The Japanese yen strengthened to a six-week high against the dollar, marking its strongest weekly performance since late July.
This notable appreciation is largely attributed to hotter-than-expected inflation data, which has raised expectations for a potential interest rate hike by the Bank of Japan (BoJ) in December.
November’s Tokyo core consumer price index (CPI) rose 2.2% year-on-year, surpassing market expectations and accelerating from October’s increase. Meanwhile, the broader CPI climbed to 2.6%, pointing to growing inflationary pressures within Japan’s economy.
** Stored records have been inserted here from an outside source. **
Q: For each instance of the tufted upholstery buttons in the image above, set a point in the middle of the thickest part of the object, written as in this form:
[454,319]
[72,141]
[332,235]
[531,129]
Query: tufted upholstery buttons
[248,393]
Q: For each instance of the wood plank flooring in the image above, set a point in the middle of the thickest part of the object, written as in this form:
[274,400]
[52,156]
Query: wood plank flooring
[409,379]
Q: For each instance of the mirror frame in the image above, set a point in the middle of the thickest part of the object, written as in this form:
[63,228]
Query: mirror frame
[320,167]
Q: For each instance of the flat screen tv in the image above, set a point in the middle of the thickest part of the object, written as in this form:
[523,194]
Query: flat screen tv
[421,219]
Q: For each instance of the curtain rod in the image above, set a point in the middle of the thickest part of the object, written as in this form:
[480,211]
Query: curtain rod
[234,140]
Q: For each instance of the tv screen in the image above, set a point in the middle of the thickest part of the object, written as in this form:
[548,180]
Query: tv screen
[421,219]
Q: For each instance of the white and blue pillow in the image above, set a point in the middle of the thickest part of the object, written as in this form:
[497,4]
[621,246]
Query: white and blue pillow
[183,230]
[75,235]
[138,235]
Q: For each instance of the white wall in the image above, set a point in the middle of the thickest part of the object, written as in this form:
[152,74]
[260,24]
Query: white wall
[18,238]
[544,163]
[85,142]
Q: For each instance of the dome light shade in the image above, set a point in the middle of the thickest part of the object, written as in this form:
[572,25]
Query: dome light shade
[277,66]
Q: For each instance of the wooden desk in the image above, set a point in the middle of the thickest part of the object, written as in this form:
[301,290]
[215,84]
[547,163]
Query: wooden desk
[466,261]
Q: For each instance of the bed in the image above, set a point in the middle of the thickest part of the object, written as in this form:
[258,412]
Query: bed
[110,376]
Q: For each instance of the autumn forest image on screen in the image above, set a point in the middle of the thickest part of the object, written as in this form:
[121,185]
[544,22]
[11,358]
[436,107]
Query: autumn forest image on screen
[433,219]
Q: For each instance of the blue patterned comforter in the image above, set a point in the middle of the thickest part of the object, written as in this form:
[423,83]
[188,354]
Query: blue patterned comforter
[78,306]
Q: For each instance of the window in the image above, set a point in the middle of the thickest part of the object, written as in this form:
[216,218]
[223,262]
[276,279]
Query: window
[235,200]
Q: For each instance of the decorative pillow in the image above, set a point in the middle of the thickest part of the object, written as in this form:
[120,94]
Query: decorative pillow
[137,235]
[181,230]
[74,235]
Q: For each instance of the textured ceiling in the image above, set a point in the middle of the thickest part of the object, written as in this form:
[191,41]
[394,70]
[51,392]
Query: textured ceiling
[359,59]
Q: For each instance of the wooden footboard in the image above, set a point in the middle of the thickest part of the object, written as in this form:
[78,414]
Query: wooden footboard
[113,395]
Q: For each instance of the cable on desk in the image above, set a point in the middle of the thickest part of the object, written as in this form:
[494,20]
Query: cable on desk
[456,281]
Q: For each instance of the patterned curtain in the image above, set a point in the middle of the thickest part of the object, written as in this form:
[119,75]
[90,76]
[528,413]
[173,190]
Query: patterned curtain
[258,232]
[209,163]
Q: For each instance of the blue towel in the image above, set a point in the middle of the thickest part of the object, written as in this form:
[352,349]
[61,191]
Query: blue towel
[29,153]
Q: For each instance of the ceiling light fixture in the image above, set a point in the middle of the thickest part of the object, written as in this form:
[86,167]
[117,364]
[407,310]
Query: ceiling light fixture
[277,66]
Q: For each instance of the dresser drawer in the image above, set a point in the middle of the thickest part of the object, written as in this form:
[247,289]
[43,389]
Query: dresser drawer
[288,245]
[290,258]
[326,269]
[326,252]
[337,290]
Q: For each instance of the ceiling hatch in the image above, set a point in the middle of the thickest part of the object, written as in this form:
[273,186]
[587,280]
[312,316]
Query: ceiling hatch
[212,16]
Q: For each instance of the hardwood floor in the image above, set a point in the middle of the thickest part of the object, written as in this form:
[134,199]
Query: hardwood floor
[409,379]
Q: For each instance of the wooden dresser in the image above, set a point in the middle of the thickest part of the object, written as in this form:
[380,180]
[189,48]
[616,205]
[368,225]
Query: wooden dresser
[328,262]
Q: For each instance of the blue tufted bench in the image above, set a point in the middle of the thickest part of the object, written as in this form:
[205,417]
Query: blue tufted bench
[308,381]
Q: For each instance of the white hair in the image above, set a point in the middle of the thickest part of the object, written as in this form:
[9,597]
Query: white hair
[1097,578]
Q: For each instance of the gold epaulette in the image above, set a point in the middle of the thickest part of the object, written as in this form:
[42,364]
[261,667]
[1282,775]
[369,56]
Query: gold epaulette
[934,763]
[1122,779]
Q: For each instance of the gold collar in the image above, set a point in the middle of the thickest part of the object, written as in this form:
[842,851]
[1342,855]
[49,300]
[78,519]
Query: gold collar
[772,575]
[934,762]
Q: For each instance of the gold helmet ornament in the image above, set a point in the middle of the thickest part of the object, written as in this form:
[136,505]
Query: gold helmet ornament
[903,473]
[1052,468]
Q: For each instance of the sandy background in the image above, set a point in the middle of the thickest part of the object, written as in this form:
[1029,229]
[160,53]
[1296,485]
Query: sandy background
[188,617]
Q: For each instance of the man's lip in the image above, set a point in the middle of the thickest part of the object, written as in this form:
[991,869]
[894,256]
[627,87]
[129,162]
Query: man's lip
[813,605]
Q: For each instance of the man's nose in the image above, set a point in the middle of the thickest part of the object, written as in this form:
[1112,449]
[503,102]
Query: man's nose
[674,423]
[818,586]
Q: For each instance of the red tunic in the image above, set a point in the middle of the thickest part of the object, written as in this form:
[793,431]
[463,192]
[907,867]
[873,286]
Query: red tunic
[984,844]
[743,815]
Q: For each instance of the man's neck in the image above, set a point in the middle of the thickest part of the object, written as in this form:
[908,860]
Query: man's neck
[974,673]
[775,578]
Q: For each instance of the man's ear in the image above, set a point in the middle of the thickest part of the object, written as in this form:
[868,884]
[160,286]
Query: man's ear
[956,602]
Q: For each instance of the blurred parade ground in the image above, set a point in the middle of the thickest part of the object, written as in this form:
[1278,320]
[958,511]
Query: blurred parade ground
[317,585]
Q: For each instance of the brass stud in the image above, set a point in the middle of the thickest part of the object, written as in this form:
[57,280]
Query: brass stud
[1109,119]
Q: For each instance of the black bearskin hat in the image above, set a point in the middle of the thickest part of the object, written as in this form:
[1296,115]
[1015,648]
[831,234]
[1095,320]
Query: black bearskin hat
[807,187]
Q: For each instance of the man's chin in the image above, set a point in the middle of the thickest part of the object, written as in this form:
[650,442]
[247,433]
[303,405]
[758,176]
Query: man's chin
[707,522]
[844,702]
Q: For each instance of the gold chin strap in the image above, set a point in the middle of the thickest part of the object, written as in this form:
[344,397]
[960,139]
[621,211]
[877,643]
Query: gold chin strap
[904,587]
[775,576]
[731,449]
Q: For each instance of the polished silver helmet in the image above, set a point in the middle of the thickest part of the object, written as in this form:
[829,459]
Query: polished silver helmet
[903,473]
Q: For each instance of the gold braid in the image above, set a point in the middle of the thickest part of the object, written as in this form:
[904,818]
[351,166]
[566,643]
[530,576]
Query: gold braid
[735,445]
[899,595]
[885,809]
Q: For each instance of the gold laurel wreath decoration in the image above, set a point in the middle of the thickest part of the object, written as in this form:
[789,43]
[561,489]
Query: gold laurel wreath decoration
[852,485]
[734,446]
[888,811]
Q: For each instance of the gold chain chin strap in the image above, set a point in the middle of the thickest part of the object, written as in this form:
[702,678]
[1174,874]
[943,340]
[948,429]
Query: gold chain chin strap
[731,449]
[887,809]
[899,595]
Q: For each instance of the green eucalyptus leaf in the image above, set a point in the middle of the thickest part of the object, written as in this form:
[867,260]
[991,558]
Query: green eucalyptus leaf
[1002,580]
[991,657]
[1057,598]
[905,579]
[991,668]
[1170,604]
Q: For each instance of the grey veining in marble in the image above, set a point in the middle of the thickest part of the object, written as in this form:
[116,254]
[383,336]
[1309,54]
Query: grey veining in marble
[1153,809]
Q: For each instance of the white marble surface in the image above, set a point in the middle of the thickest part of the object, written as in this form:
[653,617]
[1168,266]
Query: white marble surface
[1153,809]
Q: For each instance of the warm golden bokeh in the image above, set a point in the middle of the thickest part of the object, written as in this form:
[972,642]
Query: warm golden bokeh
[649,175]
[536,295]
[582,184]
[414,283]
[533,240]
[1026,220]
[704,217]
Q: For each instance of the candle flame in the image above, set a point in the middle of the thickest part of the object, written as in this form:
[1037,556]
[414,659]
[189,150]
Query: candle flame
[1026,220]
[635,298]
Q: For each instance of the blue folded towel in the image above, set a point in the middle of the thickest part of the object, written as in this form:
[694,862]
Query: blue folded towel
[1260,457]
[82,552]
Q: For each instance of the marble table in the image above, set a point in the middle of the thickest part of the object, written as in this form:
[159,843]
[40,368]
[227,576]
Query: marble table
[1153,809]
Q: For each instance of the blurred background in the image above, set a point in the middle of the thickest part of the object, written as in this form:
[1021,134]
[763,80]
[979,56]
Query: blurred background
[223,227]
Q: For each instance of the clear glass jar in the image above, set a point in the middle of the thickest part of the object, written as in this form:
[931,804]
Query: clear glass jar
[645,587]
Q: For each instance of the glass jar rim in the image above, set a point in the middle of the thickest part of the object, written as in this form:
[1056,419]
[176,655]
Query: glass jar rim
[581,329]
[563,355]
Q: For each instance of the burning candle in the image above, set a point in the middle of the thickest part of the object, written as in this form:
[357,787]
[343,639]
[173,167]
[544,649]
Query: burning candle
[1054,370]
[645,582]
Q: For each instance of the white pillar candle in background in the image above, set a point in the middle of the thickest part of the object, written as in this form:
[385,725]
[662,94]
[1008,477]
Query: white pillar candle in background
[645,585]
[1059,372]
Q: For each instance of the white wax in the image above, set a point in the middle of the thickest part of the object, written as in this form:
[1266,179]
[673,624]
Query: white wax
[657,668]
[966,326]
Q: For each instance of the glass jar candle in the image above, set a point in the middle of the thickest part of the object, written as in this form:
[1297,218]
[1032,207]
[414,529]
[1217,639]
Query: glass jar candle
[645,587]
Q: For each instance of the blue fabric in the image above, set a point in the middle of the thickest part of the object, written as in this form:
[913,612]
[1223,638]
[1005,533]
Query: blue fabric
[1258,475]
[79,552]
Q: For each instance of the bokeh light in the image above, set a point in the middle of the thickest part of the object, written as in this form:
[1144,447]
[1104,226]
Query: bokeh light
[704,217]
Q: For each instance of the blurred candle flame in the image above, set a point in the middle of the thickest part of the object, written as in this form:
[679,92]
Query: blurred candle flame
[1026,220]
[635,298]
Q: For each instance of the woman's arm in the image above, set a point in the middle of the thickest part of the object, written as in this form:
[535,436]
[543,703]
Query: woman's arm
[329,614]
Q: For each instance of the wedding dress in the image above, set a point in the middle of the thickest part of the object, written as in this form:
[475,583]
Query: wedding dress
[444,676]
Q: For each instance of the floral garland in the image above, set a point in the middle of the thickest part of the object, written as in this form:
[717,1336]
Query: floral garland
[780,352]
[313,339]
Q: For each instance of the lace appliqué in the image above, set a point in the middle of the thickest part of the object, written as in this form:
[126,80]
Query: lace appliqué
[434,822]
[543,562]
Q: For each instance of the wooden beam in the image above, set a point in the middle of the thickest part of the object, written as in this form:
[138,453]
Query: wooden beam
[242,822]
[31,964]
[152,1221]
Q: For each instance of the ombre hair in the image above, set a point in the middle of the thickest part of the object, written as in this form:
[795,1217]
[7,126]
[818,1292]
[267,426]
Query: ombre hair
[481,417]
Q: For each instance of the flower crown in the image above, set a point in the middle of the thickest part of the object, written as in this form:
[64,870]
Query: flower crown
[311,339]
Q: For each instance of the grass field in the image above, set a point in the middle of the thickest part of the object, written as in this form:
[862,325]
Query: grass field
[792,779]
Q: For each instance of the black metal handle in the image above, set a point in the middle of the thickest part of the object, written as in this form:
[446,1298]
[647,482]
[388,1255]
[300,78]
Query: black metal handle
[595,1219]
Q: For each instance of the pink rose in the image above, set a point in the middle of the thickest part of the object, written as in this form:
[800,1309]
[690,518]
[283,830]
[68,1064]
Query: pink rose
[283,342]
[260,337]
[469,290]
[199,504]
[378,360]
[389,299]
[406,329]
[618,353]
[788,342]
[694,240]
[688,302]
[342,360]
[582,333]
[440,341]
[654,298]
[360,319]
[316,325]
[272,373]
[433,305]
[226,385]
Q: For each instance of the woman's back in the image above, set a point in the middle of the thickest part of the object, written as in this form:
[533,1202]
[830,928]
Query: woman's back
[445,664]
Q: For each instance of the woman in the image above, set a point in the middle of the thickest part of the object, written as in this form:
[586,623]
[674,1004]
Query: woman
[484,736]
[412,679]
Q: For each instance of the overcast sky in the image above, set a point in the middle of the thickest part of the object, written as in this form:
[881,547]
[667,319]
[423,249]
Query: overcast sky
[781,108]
As a result, market participants are now pricing in a 57% probability of a quarter-point rate hike by the BoJ on December 19, which has further contributed to the yen’s appreciation. The expectation of tighter monetary policy is seen as a response to persistent inflation, suggesting that the BoJ may shift its stance toward a more hawkish approach. This shift in market sentiment is providing momentum for the yen, contributing to its recent surge.
In addition to domestic inflationary pressures, several external factors are supporting the yen’s rally. A retreat of the US dollar is leaving room for the Japanese currency to climb. Moreover, heightened geopolitical tensions and concerns over economic disruptions from U.S. trade policies have intensified demand for haven assets, further benefiting the yen.